I feel like this technique is great because its a nice reminder that you need to focus on your posture. It can be lacking depending on what the source of the problem is. If you are hunched forward because you are overdeveloped in front and less so in back, you are treating a symptom rather than a cause.
It's Kinesiotaping. It's just another modality that's become trendy over the last few years. Unlike other modalities, it actually has pretty good evidence supporting it. People use it in conjunction with treatment, and it's based on principles behind PNF and neuromuscular re-education. In basic terms, the tape inhibits or facilitates specific muscles to activate. In not-as-basic-terms, you apply the tape in a certain pattern and with a specific tension, depending on what you want to do and where. Every time you move, the tape stimulates your skin. Your skin sends that sensory info to your brain. When you start doing exercises or just normal shit in your everyday life, your brain gets a signal, "Hey, when I lift my arm, fire these scap stabilizers more." Ideally, the brain does that and eventually learns that "every time I lift my arm I fire these muscles". And, it becomes automatic.

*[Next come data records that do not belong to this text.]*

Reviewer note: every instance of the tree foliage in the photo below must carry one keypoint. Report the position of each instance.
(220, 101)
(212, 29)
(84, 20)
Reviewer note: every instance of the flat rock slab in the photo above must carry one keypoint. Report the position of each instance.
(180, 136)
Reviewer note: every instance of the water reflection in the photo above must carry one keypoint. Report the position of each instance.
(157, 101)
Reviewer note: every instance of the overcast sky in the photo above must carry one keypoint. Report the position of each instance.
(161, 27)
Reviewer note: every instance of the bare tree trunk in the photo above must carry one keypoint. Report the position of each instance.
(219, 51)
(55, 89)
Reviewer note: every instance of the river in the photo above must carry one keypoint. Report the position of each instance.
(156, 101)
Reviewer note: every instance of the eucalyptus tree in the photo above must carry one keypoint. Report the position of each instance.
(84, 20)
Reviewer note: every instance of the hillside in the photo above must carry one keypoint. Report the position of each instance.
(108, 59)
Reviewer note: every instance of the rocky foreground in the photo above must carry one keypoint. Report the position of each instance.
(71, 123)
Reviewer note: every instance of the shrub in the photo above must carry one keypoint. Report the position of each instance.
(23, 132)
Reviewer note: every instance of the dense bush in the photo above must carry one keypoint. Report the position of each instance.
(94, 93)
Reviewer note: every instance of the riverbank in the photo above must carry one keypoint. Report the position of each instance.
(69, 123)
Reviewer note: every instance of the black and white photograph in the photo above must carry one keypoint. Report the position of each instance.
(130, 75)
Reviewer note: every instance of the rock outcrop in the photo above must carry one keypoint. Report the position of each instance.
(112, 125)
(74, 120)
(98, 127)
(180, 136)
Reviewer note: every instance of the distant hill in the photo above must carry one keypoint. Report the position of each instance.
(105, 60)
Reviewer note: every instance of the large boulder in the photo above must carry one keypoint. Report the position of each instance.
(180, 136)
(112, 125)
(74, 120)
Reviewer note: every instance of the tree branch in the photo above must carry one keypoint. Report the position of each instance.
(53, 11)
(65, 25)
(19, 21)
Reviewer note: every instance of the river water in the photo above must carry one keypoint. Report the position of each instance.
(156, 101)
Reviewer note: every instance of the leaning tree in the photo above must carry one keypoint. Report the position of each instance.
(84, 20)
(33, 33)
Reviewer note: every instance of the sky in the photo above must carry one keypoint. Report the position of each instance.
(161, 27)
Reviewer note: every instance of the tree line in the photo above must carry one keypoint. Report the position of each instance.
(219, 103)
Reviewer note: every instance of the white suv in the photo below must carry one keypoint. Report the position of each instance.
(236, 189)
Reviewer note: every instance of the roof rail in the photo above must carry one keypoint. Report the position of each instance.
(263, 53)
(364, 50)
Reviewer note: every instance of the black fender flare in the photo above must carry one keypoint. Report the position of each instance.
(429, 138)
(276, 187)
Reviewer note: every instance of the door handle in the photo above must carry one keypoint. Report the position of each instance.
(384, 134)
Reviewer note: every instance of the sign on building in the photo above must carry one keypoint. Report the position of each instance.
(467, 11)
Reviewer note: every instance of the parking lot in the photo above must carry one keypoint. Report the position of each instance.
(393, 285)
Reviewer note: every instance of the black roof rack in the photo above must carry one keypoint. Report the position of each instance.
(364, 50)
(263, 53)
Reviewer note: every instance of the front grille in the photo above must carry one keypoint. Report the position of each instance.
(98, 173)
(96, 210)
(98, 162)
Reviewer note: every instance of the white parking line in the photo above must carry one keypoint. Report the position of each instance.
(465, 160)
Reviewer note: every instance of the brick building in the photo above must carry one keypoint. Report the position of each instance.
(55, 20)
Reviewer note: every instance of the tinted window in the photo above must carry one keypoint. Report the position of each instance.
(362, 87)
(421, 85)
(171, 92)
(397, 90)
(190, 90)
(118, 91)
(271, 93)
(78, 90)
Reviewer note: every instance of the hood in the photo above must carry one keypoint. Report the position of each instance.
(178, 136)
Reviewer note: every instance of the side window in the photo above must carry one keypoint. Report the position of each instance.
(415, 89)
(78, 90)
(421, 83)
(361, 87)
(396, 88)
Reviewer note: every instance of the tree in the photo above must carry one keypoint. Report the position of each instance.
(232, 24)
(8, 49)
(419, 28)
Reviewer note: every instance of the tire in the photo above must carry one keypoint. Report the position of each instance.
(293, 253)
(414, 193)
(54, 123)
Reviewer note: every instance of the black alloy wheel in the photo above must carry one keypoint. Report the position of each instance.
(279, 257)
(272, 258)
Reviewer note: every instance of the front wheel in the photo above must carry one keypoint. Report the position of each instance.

With something like kyphosis or shitty posture, I'd warm someone up, give a few stretches, do some soft tissue work (pec minor, upper trap, levator), put on the tape, give someone exercises and tell them to leave the tape on until it falls off. When they do the exercises w/ the tape and wear it through their everyday activities, their brain is getting repetitive signals to "do this" and/or "don't do that".
Rocktape* is to athletes what moonshine is to the rest of the world: It'll cure what ail's ya. In my case, Rocktape* + moonshine = Invincibility. When applied properly by someone who knows what the fuck they're doing, it's fucking awesome. *This drunken message is proudly sponsored by an athlete who gets all of their taping done for free by a Rocktape certified whatchamacaller and gets all of the Rocktape they want for home/sexual bedroom use for free. In closing, Rocktape is superior to all of the other brands. Troof.
Please explain this sexual bedroom use. Are you just injuring yourself that much? Weird sexual enhancement stuff?
HE IS SO FUCKING STRONG THAT NOTHING ELSE CAN HOLD HIM. A real man can be sub to a lady. Don't judge. Also, I just want to say that trying burpees for the first time ever after wrecking shit up with power cleans is a bad idea unless you want to get super light headed.
Duct tape can be easily torn. In the event that an insufficient amount of ether was used, Rocktape is much harder to tear.
squats. All of them. Working on 200+ through a smolov. I don't want to wake up in the morning. Also - those who haven't rolled out with a barbell, i recommend it. If your pain tolerance allows.